Öğrenilmiş çaresizlik nedir?

ogrenilmis caresizlikÖğrenilmiş çaresizlik, birçok deneme ile sonuca ulaşılamadığı için bir durumun çaresizce kabullenilmesi ve tekrar denemekten vazgeçilmesidir. Bu kavram, ismen birçok kişiye tanıdık gelmiyor olmakla birlikte içerik olarak hemen hemen herkesin hayatında örnekleri söz konusu olan, sık karşılaşılan bir durumdur.

Çocukluk dönemleri, özellikle de 0- 6 yaş dönemi, öğrenme eyleminin en net şekilde gerçekleştiği dönemdir. Bu dönemde dağarcığa atılan her bilgi, yetişkinlik dönemlerindeki davranış ve tutumların çoğuna esas teşkil etmektedir. Bu sebeple, anne ve babalara büyük görev düşmektedir. Çocukların öğrenilmiş çaresizliklere sıklıkla maruz alıyor olması sağlıklı bir durum olmadığından, bu yanlışın önüne muhakkak geçilmelidir.

Toplumumuzda çocuklardan düzenli olunması, evi ve bulundukları ortamı karıştırmaması beklenir. Aslında ideal olan durum tam tersidir. Çocukların araştırarak, karıştırarak, deneyimleyerek öğrenmesi teşvik edilmelidir. Anne ve babalara düşen görev bu deneyimlerin yaşanmasını engellemek değildir. Bu deneyimlemeler esnasında çocuklara gözlemci olarak eşlik ederek, onları tehlikelerden korumaktır.

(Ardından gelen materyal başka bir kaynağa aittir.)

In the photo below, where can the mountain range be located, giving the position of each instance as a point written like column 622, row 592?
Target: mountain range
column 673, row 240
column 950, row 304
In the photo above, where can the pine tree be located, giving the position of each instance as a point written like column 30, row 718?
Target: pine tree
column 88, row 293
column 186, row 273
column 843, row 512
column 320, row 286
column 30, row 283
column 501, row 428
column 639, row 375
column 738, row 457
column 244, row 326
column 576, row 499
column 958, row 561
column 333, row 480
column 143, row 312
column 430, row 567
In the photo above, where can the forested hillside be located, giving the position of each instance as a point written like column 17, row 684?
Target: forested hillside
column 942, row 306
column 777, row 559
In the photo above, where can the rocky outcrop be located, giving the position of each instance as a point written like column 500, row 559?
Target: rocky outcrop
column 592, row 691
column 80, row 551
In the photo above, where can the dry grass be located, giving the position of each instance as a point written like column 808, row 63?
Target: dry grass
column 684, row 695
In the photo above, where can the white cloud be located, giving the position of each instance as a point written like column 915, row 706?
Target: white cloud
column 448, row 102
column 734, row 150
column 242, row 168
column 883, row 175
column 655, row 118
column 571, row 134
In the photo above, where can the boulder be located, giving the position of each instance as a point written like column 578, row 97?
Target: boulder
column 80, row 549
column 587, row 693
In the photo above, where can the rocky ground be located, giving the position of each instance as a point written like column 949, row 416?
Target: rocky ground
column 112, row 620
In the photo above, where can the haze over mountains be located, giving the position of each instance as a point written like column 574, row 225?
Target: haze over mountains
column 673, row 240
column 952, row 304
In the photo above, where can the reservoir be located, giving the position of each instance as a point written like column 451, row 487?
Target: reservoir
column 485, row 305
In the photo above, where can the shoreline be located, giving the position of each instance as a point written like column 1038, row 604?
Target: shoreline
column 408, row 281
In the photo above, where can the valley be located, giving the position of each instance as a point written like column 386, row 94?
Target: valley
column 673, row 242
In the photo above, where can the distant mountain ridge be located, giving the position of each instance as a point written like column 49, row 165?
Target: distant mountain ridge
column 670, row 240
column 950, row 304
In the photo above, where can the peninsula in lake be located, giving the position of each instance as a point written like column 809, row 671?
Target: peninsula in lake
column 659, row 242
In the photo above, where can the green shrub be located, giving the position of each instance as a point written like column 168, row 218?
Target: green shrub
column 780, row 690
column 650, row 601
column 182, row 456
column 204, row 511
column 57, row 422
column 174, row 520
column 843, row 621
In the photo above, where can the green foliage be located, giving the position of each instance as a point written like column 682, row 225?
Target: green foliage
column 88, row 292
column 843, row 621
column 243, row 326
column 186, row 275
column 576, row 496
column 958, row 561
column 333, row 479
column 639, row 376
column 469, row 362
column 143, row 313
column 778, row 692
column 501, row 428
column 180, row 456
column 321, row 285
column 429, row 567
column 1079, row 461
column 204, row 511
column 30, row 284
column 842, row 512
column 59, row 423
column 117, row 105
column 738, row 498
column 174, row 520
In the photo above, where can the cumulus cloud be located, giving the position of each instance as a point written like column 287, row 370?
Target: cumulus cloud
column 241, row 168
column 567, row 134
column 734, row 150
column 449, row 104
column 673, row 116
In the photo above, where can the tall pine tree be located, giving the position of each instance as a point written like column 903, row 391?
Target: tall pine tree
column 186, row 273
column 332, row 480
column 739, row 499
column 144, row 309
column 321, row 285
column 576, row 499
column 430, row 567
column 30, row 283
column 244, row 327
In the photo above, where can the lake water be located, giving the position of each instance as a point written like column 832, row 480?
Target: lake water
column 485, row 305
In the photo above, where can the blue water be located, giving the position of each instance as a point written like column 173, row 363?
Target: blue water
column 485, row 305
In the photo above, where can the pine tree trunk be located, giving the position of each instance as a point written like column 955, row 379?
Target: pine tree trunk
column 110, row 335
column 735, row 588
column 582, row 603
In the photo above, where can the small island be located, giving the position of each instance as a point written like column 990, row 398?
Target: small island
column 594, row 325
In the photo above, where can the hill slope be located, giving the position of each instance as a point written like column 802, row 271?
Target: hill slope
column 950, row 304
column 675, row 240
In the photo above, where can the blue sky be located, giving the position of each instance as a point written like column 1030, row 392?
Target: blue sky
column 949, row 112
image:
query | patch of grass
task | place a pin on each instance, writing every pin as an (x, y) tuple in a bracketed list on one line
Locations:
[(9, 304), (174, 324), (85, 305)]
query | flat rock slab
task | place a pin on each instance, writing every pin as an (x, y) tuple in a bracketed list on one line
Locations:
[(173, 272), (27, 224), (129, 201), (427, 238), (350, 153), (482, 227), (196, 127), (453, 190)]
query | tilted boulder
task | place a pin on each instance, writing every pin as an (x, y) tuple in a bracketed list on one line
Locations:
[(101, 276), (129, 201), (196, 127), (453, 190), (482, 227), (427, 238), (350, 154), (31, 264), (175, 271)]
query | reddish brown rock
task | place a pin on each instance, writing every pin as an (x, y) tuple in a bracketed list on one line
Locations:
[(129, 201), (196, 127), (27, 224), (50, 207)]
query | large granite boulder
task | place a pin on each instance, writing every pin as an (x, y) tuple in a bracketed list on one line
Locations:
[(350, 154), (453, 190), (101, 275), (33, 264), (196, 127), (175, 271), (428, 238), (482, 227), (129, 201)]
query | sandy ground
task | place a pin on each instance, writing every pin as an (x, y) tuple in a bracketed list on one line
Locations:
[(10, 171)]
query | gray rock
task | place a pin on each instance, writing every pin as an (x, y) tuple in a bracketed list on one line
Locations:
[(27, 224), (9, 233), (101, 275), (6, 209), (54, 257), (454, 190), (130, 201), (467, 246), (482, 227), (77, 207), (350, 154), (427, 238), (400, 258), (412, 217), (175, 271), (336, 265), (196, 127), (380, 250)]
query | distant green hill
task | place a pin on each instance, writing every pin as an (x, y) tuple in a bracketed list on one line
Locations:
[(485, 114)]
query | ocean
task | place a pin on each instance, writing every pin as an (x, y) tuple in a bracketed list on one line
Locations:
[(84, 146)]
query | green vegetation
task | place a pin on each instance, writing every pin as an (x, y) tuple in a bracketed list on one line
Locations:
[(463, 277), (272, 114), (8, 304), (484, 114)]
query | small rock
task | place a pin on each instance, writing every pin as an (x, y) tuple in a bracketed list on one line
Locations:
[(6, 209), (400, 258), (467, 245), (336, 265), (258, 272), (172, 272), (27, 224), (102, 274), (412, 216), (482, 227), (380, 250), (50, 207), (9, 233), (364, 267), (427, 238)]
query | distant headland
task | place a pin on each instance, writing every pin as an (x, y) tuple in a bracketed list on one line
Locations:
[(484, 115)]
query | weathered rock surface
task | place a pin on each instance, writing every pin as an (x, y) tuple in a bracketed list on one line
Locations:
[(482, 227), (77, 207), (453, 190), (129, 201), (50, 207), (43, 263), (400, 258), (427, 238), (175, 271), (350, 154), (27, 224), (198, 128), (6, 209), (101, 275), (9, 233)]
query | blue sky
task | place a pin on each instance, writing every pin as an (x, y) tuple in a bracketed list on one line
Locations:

Öğrenilmiş çaresizlik yetişkinlik dönemlerinde atalete, tembelliğe ve tekdüzeliğe sebebiyet veren sıkıntılı bir durumdur. Zira, kişi deneme cesaretinde bulunamayacağı için sorunların birçoğunu çözme gayretini sarfetmeden kabul etme eğilimindedir. Örneğin, çocukluk dönemlerinde babasından hiçbir sevgi gösterisine maruz kalmayan, babasından bunu görebilmek için yaptığı tüm girişimler başarızlıkla sonuçlanan çocuk, sonunda “babalar sevgi gösterisinde bulunmaz, çocuklarını öpmez, onlara sarılmaz.” gibi bir çıkarım yapar, bunu kabullenir ve artık babasından bir sevgi gösterişi beklemez. Kendisi baba olduğunda da çocuklarına sevgi gösterisinde bulunmaz, onları öpmez, onlara sarılmaz. Zira, belleğinde “babalar çocuklarına sevgi gösterilerinde bulunmaz.” şeklinde bir öğrenilmiş çaresizlik yer almaktadır. Bu durumu aşmak ise yetişkinlik dönemlerinde kolay başarılabilecek bir şey değildir. Bu nedenle anne ve babalar çocuklarının belleklerinin öğrenilmiş çaresizliklere dolu olmasını muhakkak surette engellemelidirler.